MacClelland's coral snake
The MacClelland’s coral snake

Credit: lin_tube Creative Commons Attribution 4.0 International


Coral Snake Venom 

If you get bit by a coral snake, you may experience everything from: 

  • Dizziness
  • Paralysis
  • Nausea 
  • Respiratory issues 
  • Extreme pain 
  • Slurred speech 
  • Death


King Snake

What is a King Snake? 

King snakes are very large, nonvenomous snakes that are native to the Americas. There are around 45 species of king snake that have so far been recognized. They can vary significantly in size and color, with snakes growing to be as long as 24” or 60” and colored between muted browns or reds, yellows, and even lavenders. Some of the many king snake species are: 

  • Mexican milk snake
  • Prairie king snake
  • Scarlet king snake 
  • Short-tailed snake 
  • Central plains milk snake 
  • Common king snake 


How to Recognize a King Snake? 

The easiest way to recognize a king snake is by memorizing one of a few different mnemonic devices. For example, “red on black, a friend of Jack.” The second half of this mnemonic is usually used to apply to coral snakes, “red on yellow, kill a fellow.” King snakes are also capable of growing far larger than coral snakes. But, there are different types of king snakes with different color patterns.

Eastern King Snake
The eastern king snake is black and white.

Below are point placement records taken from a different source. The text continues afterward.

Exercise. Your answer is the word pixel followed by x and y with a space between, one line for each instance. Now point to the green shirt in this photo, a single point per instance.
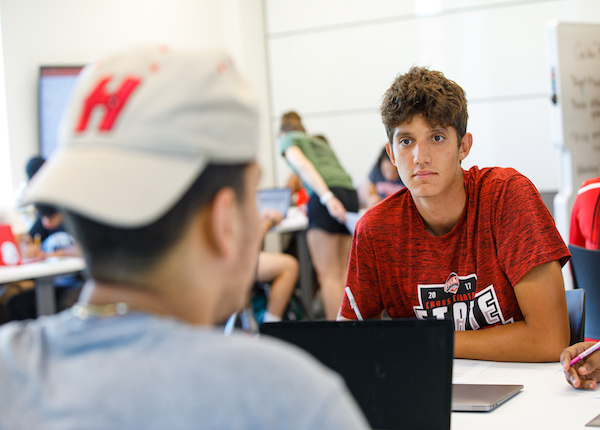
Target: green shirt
pixel 320 154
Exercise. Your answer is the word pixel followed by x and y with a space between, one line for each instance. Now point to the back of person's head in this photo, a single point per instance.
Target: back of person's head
pixel 33 165
pixel 425 92
pixel 149 137
pixel 291 121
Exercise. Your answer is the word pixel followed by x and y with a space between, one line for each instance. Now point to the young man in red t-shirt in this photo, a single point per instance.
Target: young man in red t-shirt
pixel 478 246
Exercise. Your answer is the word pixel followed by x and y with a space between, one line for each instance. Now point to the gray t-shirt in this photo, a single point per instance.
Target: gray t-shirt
pixel 147 372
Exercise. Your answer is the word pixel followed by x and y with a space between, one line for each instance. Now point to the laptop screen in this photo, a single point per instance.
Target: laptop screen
pixel 399 371
pixel 274 198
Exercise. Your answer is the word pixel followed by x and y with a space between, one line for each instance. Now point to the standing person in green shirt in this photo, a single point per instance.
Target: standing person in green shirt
pixel 331 196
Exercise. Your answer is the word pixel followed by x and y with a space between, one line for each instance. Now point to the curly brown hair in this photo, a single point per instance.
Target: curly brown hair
pixel 421 91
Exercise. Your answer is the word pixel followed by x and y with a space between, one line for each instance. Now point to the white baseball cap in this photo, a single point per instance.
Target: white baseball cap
pixel 139 129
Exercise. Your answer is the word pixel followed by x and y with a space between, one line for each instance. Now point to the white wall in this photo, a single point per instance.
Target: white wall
pixel 332 60
pixel 67 32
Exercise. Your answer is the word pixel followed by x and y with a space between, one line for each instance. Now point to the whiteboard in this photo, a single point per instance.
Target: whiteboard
pixel 574 61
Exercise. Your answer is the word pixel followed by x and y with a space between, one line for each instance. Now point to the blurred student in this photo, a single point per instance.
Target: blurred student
pixel 474 246
pixel 47 236
pixel 331 195
pixel 383 180
pixel 585 216
pixel 279 269
pixel 158 180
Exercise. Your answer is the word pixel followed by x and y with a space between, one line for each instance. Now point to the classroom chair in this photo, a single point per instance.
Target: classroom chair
pixel 585 267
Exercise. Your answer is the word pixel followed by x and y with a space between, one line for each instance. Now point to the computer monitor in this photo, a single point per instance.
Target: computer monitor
pixel 54 88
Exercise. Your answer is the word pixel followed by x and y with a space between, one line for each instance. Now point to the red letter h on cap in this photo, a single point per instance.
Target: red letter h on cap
pixel 112 102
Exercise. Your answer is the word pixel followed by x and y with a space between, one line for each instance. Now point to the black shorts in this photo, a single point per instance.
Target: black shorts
pixel 318 215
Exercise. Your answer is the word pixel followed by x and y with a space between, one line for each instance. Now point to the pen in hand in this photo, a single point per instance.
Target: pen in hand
pixel 353 304
pixel 583 354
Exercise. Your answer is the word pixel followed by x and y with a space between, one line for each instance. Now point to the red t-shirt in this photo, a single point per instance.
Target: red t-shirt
pixel 468 274
pixel 584 232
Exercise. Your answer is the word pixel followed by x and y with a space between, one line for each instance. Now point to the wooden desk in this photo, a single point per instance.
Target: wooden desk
pixel 43 272
pixel 546 402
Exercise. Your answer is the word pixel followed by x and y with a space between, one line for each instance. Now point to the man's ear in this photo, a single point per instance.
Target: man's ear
pixel 465 146
pixel 221 223
pixel 390 152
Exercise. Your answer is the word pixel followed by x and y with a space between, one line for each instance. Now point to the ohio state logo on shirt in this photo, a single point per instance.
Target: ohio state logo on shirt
pixel 458 299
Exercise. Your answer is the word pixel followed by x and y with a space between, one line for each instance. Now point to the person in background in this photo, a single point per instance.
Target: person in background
pixel 279 269
pixel 585 216
pixel 158 174
pixel 383 181
pixel 300 196
pixel 47 236
pixel 476 246
pixel 331 195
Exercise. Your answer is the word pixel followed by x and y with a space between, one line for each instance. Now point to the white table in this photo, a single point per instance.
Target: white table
pixel 546 402
pixel 43 272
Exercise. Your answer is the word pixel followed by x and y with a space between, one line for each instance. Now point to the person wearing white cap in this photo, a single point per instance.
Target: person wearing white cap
pixel 156 176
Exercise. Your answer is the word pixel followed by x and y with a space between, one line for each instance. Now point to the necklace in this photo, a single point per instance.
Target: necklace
pixel 86 311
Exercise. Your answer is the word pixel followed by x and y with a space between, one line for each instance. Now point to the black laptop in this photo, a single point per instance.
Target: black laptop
pixel 399 371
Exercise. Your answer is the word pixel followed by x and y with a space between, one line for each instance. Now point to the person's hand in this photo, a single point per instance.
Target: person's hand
pixel 272 215
pixel 31 250
pixel 337 210
pixel 584 374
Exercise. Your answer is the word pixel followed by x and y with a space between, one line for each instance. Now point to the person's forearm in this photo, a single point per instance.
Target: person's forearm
pixel 307 171
pixel 511 342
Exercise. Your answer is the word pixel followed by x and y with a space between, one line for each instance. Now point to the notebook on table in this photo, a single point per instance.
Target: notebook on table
pixel 399 371
pixel 274 198
pixel 481 397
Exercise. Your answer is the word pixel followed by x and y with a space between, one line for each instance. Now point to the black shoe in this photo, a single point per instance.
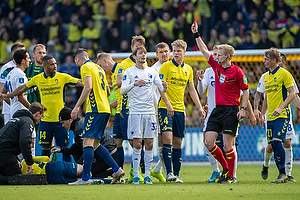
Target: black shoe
pixel 223 176
pixel 227 180
pixel 290 178
pixel 265 172
pixel 282 178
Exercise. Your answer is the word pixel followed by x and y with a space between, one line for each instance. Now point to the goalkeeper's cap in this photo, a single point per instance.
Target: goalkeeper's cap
pixel 65 114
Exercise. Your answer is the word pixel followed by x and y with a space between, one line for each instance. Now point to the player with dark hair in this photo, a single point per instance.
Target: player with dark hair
pixel 15 138
pixel 51 86
pixel 280 92
pixel 5 69
pixel 171 115
pixel 97 114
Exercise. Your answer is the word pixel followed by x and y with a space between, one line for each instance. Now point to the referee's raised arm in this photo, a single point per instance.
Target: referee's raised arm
pixel 199 41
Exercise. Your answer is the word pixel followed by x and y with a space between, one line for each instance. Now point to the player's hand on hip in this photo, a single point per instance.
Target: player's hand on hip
pixel 165 84
pixel 277 112
pixel 199 74
pixel 256 114
pixel 170 111
pixel 29 169
pixel 194 27
pixel 140 83
pixel 241 114
pixel 55 150
pixel 74 112
pixel 253 121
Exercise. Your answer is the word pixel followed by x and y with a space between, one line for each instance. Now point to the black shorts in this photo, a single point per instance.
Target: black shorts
pixel 223 119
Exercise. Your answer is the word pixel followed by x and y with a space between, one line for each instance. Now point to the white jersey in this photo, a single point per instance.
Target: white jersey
pixel 208 81
pixel 3 74
pixel 140 98
pixel 156 94
pixel 290 133
pixel 14 79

Credit: Dawson, Creative Commons Attribution-Share Alike 2.5 Generic


Habitat 

Most king snakes live in North America, between the United States and Mexico. They can be found everywhere, from tropical forests to deserts, a fact which makes it hard to use habitat to distinguish between a coral snake and a king snake. 

Diet 

King snakes eat everything from eggs to birds, rodents, lizards, and other snakes. They’ve also been known to eat rattlesnakes. Scientists believe that they are immune to the venom of other snakes. They use constriction to kill their prey. 

Are King Snakes Dangerous? 

No, king snakes are not dangerous to human beings. They are not venomous and have small teeth that are unlike to penetrate clothing or shoes. 


FAQs 

Is a coral snake bite 100% fatal?

No, coral snake bites are not 100% fatal. Of the few coral snake bites recorded in recent years, no fatal bites have occurred since the 1960s since an anti-venom has been developed. 

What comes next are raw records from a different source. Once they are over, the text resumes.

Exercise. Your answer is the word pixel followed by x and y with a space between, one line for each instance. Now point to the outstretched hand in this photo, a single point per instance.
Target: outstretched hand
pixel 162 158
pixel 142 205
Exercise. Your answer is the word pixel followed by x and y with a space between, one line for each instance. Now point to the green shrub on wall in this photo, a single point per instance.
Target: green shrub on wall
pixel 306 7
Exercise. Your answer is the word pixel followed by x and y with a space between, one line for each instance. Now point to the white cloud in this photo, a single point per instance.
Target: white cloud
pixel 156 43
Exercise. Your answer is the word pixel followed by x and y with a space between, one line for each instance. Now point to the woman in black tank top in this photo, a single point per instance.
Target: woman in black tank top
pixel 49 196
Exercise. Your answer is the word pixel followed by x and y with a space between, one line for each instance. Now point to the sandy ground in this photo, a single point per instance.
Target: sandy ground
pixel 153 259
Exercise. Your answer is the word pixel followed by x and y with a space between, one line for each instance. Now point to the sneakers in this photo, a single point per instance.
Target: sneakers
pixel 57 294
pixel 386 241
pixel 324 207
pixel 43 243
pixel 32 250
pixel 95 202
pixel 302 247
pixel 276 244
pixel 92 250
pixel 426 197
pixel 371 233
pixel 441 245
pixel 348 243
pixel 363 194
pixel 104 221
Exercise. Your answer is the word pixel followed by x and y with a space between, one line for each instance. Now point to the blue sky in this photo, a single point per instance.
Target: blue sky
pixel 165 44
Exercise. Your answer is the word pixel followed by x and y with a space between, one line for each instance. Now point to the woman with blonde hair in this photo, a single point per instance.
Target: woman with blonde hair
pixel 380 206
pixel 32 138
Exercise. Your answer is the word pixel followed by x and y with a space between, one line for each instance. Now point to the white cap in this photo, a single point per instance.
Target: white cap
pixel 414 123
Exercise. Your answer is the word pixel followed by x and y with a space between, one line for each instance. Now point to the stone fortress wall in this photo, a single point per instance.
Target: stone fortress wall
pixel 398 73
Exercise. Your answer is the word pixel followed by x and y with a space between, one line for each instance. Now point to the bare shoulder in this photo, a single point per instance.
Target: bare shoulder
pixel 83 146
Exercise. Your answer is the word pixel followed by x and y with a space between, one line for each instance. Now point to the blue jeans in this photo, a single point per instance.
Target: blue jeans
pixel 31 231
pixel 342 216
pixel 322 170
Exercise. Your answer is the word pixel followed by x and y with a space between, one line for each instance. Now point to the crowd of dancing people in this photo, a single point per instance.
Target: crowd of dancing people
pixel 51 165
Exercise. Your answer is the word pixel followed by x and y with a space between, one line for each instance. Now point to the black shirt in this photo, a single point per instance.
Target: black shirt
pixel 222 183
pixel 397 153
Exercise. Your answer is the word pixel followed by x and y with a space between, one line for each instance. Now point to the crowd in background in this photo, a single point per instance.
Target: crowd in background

Are coral snakes king snakes?

No, coral snakes and king snakes are two separate species that are very different from one another. King snakes are not venomous, while coral snakes pose a serious threat to human beings if a bite goes untreated. 

How does the king snake mimic the coral snake?

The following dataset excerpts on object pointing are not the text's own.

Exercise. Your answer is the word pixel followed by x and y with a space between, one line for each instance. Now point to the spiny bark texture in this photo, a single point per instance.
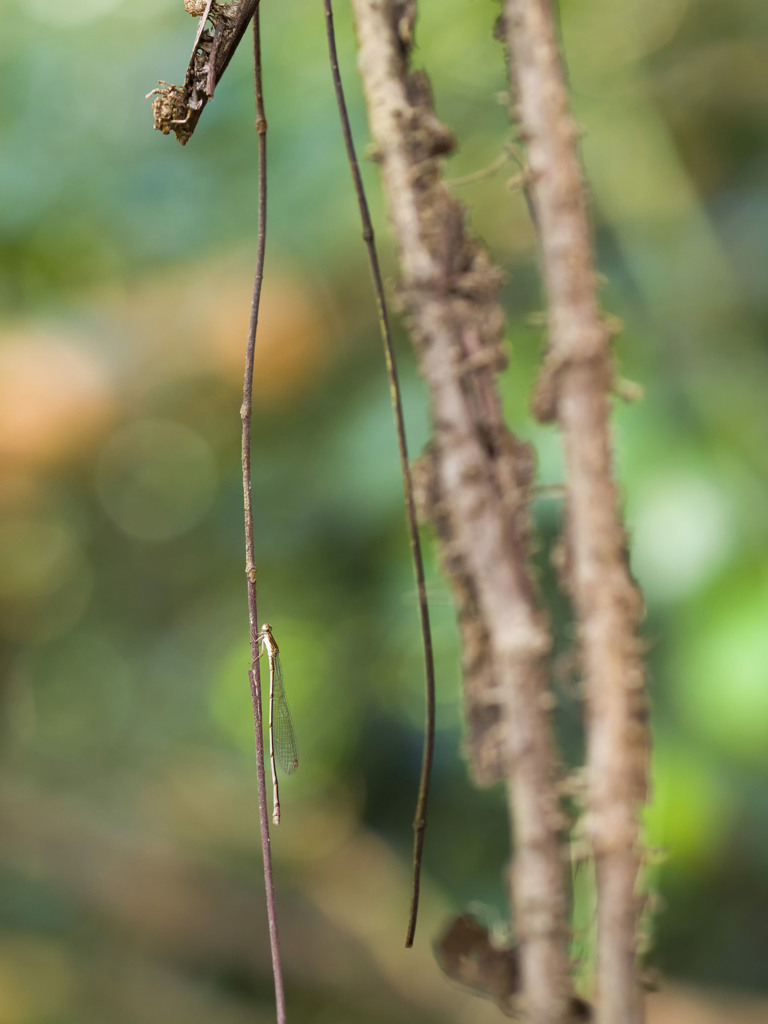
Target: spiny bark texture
pixel 573 390
pixel 475 487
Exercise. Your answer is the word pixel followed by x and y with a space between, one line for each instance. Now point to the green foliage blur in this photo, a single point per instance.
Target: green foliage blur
pixel 130 886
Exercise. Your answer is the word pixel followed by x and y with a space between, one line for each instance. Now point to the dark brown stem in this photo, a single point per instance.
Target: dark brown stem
pixel 420 818
pixel 246 416
pixel 573 390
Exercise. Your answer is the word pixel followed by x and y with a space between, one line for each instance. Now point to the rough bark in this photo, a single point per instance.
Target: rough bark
pixel 574 390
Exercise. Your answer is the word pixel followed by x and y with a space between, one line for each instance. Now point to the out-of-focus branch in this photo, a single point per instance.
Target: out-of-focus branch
pixel 221 26
pixel 573 389
pixel 474 485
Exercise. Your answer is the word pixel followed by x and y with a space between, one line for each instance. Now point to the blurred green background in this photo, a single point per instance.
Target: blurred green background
pixel 130 886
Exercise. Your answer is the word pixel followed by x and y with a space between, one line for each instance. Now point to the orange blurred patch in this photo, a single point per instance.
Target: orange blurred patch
pixel 196 321
pixel 54 398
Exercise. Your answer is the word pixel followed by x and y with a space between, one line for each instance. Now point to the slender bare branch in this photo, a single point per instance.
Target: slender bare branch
pixel 475 484
pixel 573 389
pixel 255 635
pixel 420 818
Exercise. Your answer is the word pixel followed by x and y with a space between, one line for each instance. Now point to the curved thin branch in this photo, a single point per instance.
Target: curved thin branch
pixel 420 818
pixel 573 389
pixel 246 416
pixel 475 485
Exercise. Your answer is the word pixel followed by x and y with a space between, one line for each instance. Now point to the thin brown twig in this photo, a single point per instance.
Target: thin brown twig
pixel 420 818
pixel 477 481
pixel 246 417
pixel 573 390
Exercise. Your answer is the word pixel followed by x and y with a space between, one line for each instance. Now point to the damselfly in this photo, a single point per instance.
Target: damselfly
pixel 282 737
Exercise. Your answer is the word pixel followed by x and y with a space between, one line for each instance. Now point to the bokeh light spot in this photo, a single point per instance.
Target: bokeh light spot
pixel 157 479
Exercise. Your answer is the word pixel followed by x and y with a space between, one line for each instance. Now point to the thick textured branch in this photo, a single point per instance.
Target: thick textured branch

The king snake mimics the coral snake in their color pattern. While the colors fall in a different order, king snakes are often mistaken for coral snakes because both species have red, black, and yellow bands. 

What is the old saying about coral snakes?

The old saying about coral snakes is “red touch yellow, kill a fellow.” Sometimes added is “red touch black, a friend of jack” to apply to the king snake.